2007年03月05日

防御変化が多様性生む力に 大串京大教授が発表

 植物は、昆虫などに食べられたり寄生されることで、防御のために形質を変えることが知られている。この形質の変化が、生物の多様性を生み出す大きな力となっていることがこのほど、京都大生態学研究センターの大串隆之教授(生態学)らの研究でわかった。生態系の見方や生物多様性の保全を考える上で、新しい視点になるという。

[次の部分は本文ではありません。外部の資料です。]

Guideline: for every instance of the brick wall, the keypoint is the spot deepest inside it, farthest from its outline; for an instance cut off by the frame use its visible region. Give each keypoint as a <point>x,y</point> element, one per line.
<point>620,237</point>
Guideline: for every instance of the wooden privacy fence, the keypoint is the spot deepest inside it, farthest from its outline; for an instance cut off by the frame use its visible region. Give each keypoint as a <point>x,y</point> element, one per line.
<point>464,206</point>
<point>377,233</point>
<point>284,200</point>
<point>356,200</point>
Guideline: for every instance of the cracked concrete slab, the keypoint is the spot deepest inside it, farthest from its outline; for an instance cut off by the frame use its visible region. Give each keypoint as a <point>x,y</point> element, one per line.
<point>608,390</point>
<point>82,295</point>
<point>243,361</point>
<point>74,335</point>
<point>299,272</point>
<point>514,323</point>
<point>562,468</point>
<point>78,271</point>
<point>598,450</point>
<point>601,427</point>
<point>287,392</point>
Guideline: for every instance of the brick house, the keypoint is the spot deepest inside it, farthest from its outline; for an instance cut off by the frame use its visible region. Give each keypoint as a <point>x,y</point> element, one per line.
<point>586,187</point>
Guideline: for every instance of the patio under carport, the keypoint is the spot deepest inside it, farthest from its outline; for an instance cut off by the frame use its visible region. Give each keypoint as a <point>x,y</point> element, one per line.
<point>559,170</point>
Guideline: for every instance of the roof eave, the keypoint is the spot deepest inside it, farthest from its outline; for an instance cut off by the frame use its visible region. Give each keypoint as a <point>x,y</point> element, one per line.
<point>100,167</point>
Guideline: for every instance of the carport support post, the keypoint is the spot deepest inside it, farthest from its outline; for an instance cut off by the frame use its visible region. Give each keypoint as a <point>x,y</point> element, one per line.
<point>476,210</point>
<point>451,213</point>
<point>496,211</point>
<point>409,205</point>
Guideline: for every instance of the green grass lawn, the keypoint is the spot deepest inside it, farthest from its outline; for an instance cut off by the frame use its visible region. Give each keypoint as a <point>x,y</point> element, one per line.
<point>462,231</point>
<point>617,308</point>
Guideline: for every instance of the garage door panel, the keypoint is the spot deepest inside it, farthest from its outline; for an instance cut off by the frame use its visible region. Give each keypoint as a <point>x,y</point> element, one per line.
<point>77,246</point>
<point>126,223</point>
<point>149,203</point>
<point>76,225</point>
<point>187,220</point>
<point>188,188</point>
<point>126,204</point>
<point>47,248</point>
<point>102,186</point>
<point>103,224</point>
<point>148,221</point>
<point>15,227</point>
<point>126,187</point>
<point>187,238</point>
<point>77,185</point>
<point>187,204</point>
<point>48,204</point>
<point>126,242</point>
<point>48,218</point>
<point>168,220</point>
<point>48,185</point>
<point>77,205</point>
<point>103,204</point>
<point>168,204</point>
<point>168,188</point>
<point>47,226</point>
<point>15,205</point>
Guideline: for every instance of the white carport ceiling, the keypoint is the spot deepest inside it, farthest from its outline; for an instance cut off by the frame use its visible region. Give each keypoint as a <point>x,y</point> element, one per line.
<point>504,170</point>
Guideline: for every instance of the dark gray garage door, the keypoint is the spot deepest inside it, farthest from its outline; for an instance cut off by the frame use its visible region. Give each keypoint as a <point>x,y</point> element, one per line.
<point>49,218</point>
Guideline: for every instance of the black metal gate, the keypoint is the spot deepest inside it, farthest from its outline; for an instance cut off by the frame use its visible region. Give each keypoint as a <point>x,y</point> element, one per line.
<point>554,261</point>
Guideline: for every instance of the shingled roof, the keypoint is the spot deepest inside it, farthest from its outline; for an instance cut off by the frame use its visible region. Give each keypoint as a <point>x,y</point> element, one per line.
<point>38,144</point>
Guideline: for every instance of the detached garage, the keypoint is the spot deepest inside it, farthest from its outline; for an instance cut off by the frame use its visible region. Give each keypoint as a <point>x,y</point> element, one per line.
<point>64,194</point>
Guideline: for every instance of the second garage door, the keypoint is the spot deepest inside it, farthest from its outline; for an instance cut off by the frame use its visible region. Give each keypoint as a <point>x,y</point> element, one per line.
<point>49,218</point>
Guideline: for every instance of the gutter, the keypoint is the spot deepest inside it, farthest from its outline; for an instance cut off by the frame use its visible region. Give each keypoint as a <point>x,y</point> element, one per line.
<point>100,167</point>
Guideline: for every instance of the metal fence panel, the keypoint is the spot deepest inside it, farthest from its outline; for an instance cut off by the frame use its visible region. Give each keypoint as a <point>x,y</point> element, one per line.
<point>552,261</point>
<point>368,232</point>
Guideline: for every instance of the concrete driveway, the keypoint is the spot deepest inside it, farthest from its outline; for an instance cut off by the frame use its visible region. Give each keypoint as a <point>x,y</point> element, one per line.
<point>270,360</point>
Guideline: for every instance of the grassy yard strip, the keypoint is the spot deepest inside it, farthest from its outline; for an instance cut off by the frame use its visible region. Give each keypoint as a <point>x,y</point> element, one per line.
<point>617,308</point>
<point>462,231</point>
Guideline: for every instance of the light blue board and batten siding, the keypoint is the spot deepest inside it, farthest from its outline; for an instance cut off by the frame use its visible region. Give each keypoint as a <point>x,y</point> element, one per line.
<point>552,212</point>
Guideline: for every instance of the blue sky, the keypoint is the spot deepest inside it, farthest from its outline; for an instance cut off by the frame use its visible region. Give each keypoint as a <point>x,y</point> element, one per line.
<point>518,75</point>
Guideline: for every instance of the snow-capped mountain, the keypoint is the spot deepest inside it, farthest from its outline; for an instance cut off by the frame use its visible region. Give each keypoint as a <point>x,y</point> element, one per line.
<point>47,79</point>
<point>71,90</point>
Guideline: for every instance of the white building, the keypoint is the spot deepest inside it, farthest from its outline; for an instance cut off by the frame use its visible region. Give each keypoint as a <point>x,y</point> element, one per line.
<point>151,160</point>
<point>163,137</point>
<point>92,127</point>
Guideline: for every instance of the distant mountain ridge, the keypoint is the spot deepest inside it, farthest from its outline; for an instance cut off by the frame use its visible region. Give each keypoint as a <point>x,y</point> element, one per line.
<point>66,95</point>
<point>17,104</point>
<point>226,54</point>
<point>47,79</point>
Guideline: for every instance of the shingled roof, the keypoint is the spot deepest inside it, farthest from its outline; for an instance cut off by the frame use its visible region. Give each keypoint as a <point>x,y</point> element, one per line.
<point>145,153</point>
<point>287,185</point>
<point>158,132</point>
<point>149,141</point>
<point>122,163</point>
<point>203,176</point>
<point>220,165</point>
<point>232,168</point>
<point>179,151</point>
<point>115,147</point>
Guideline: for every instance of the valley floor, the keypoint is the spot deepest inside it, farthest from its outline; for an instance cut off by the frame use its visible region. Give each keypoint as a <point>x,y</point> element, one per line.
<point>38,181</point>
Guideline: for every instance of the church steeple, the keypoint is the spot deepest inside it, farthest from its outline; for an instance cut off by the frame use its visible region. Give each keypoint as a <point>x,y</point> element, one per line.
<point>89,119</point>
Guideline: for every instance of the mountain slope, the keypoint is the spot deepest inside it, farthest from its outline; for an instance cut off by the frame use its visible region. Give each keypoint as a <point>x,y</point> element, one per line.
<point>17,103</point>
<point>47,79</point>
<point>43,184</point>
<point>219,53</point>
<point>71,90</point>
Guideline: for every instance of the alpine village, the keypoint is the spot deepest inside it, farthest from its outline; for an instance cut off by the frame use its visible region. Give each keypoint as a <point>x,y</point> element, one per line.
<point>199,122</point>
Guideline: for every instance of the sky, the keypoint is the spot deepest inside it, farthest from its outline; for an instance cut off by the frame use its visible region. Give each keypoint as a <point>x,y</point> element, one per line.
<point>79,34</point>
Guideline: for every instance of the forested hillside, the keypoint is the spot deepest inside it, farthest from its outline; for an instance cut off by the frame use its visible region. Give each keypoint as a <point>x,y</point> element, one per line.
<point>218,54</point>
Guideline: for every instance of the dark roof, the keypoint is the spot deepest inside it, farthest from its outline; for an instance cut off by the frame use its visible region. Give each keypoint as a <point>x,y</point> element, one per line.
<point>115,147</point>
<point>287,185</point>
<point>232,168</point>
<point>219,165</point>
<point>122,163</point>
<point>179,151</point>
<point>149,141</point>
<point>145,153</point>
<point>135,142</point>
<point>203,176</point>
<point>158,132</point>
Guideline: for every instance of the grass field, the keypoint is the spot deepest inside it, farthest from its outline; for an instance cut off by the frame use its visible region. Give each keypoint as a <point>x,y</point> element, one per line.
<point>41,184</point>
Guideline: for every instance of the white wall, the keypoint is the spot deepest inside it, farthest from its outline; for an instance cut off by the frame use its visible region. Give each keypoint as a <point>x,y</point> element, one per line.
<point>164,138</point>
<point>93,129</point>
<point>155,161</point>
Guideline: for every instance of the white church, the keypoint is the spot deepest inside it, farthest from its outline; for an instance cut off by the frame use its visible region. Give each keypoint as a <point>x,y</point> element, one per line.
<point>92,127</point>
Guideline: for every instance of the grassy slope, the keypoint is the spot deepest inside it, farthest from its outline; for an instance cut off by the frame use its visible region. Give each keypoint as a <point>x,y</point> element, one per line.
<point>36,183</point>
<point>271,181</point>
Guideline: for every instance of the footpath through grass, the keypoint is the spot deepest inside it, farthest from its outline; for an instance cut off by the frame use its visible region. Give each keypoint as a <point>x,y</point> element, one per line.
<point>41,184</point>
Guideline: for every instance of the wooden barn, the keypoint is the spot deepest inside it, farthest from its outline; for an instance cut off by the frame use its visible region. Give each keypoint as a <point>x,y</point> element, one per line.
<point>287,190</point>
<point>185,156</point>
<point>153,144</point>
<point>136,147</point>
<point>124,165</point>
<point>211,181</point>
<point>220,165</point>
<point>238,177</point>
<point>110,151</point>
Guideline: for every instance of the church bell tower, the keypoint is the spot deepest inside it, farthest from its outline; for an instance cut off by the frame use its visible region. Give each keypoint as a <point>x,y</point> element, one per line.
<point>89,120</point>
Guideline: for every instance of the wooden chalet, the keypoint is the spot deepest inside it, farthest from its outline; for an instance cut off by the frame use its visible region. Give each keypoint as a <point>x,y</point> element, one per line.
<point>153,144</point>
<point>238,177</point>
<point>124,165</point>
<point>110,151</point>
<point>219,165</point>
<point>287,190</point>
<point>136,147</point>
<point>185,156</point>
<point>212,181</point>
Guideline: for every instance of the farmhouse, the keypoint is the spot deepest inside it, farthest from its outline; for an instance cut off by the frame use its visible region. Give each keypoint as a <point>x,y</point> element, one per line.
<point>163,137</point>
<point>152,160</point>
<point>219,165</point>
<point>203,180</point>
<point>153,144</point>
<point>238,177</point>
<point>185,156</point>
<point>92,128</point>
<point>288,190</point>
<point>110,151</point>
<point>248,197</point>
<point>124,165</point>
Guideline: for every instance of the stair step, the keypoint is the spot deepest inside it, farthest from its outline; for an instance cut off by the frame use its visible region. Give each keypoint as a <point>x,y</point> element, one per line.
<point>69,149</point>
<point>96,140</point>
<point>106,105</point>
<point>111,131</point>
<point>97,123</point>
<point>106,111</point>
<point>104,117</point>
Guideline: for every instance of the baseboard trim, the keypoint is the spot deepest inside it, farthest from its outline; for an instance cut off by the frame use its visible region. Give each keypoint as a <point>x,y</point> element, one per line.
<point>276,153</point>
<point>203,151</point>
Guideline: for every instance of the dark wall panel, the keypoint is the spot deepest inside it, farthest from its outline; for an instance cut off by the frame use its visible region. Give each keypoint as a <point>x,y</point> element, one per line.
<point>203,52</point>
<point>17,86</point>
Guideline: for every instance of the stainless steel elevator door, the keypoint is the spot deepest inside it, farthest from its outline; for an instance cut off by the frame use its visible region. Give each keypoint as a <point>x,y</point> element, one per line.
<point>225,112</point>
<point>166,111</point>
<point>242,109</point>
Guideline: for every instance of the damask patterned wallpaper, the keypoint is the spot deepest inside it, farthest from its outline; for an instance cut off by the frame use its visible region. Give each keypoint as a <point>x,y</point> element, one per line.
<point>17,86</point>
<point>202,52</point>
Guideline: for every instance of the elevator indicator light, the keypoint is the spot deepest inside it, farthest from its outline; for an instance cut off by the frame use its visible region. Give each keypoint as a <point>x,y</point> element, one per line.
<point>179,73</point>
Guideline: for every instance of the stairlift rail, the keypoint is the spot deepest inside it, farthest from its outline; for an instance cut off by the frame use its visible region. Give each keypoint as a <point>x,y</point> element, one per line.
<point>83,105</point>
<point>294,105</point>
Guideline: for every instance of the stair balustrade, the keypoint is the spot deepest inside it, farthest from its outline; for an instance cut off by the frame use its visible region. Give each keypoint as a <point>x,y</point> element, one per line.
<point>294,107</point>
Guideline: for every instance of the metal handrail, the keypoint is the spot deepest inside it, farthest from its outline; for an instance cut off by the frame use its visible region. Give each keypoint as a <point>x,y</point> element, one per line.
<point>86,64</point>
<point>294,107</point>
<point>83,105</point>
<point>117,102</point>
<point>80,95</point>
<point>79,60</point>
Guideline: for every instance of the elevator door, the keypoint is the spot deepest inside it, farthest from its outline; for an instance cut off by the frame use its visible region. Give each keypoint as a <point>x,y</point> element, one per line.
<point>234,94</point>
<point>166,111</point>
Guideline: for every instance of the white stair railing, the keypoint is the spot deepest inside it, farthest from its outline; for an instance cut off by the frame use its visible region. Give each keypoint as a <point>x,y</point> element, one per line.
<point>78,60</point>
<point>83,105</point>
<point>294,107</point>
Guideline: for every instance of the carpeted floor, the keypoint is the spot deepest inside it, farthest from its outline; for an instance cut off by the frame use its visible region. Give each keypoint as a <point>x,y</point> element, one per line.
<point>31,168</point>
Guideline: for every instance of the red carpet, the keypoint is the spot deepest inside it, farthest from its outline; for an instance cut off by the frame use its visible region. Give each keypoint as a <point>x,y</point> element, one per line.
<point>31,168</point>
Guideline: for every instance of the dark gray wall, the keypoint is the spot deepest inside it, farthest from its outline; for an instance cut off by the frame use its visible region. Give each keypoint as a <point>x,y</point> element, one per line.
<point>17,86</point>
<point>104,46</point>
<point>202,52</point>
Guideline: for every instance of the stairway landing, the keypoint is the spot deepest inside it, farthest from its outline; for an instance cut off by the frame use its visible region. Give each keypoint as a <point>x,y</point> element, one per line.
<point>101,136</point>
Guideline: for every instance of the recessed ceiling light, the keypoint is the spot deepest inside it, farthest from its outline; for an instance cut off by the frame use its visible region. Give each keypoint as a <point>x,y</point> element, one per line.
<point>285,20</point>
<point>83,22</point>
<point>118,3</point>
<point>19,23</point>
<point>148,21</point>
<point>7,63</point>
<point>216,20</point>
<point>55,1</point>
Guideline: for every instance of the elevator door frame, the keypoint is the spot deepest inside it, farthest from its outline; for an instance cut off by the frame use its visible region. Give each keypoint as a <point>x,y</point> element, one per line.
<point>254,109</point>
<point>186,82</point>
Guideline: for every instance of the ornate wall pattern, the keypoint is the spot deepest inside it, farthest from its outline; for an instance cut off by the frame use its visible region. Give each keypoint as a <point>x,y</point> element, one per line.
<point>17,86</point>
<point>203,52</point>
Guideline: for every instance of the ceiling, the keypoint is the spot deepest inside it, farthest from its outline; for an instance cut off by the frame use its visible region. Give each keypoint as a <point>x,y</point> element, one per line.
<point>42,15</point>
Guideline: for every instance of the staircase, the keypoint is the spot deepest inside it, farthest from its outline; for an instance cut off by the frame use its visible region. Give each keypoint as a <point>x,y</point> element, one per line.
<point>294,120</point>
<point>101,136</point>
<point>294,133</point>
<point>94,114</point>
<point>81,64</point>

 大串教授の編著による専門書「群集生態学−植物を介する間接相互作用ネットワーク」(英ケンブリッジ大学出版局)で発表した。
 大串教授は、河原の草木が昆虫に食べられたり寄生されることで、生物の数や関係がどのように変化するかを調べた。滋賀県の河原に生えているジャヤナギは、タマバエの幼虫が寄生すると茎がふくらんで「虫こぶ」ができる。そこから新しい枝が伸びて柔らかな葉が増える結果、葉を食べるハムシや養分を吸うアブラムシが増え、アリもやってくるなど、生物の種類や数が増え、それぞれの関係も複雑になる。
 北海道のエゾノカワヤナギ、外来種のセイタカアワダチソウも同様で、植物の形質変化によって種の数や、「食う食われる」など、生物間の関係の延べ数は3−4倍に増えることを観察と実験で確かめた。さらに、関係の内容も、「食う食われる」という直接的な関係より、「新芽が出る」「すみかができる」など、植物の形質変化を介して別の生物に影響を与える間接的な関係の方が多かった。
 大串教授は「生態系は、食物連鎖の一方向の関係ではなく、植物が自らを変える働きかけによって多様性を増している。生態系やその保全を考える時、個々の生物だけではなく、相互作用ネットワークを考えることが重要だ」と話している。